Geri geri düşmeden kaç adım sayabilirim acaba diye 5 ay boyunca önümü görmeden yaşamışım gibi hissediyorum. bazı şeylere katlanmanın bazı insanlarla ilişkisi olması sizce de acımasızlık değil mi? sanki eksilen yılları ve kaybolan insanları saymamak için tırnaklarımı tekrar yemeye başlasam bir etkisi olacakmış gibi, hiç bir şey kolaylaşmıyor. sanki ileriye doğru bakmanın artık bir anlamı kalmamış ve her şeye boşuna katlanmışsınız, her şeyi boşuna planlamışsınız gibi gelmesi sizce de ağır değil mi? 

Bazı mutlu anıların bazı insanlarla ilişkisi olması o anıları hep mutlu hatırlamanıza yetiyor mu? üzerinde yürüdüğüm o metaforik ip bir yerlerde o kadar gerilip, o kadar sesli koptu ki ben sanki bütün anılara bakarken kulağımda onun ağır çekim çınlamasını duyuyorum. ilklerim ile ilkelerimin çarpıştığı, bir daha hiç bir şeyin eskisi gibi olamayacağı, bardağın dibinde bırakılan bir yudum suyun koca bir dünyayı yanmaktan kurtaracağına olan inancımın kaybolduğu bir hayata doğru, ama tersten, ama yalın ayak, ama daha güçlü olduğuma inanarak yürüyorum sanki.

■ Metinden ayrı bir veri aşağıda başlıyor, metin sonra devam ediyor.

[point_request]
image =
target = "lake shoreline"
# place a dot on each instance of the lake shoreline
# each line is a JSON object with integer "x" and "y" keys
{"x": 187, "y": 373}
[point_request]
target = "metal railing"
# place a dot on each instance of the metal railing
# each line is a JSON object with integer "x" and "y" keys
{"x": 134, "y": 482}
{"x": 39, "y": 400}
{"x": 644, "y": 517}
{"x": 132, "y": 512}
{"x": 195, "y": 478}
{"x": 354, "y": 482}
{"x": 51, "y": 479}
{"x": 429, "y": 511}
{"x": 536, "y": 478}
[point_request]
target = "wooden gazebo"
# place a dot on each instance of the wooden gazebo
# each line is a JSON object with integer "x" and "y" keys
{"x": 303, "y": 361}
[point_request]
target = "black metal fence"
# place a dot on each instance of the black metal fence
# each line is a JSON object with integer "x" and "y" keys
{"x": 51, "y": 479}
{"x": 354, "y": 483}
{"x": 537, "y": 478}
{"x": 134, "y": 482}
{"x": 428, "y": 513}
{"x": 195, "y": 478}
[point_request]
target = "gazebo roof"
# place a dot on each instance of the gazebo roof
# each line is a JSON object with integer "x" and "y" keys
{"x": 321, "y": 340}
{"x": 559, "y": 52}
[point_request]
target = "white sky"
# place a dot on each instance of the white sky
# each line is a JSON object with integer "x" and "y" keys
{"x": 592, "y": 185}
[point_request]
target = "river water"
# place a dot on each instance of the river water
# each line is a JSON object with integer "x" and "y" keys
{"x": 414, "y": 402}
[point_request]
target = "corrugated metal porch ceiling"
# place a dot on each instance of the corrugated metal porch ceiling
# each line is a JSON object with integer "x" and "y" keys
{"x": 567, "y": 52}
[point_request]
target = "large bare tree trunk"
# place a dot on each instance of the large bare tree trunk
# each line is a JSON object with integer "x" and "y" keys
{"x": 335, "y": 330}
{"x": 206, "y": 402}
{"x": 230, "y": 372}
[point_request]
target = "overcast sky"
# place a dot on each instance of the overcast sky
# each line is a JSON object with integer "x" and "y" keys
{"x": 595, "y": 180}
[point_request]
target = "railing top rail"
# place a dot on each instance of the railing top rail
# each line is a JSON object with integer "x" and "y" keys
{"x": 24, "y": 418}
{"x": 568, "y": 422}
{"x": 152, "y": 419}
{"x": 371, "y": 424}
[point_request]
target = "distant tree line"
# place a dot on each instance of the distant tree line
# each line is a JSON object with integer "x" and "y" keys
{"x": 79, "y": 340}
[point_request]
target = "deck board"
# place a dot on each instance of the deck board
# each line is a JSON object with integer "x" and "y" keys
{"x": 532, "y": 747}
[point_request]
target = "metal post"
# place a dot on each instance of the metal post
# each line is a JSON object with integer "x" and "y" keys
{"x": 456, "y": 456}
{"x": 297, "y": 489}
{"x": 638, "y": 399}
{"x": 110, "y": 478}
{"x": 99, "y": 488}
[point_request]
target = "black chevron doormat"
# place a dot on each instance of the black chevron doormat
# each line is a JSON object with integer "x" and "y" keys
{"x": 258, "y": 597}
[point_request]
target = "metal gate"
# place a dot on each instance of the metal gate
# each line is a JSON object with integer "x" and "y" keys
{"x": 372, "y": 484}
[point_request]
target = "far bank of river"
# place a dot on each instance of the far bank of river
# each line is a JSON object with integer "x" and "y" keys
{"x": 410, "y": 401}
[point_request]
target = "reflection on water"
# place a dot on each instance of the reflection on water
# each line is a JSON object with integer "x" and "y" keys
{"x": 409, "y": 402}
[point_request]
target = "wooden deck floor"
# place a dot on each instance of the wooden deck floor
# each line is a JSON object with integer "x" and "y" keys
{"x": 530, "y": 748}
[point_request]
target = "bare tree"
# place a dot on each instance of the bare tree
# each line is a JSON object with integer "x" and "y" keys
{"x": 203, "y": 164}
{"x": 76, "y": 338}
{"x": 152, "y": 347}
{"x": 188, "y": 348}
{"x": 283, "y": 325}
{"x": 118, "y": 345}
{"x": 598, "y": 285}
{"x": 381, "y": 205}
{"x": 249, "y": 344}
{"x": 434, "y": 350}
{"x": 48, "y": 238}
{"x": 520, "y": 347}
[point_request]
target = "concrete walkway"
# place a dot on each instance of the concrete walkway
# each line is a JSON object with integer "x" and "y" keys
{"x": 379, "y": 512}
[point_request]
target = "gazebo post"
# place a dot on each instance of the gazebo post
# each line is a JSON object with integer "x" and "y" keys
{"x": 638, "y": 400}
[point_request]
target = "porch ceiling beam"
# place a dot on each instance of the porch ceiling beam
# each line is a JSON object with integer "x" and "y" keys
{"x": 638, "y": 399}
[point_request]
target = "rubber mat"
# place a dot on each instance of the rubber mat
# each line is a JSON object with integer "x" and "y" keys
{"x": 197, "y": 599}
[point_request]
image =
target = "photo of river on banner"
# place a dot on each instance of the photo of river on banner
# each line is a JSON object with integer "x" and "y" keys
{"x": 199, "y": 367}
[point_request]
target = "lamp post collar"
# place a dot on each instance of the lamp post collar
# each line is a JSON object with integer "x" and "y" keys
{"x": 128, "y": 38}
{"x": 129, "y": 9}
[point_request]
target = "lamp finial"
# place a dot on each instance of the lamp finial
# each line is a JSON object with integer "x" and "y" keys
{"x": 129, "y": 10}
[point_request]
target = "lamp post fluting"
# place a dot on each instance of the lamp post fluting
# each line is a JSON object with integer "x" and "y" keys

Günümüzde kimse güçlü olduğuna inanarak mutlu olmuyor ne yazık ki. güçlü insan perişan insandır bunu hepimiz biliyoruz. kimi kandırıyoruz ki?

Küçücük bir zarfın içindeki santimlik kağıt parçalarını birleştirerek ortaya çıkardığım tam 30 parçalı el yapımı bir puzzle ile, varlığımın bütün sırlarını çözdüğüm, yaşadığım bütün aşkların acılarını unuttuğum, başarıp başaramadığım ne varsa anlamını yitirdiği o 13 yıl süren 3 saniyeyi hatırladığımda acıtmaması gerekmez miydi? bütün o yolları tekrar mı yürümem gerekecek şimdi? hem de tersten öyle mi? 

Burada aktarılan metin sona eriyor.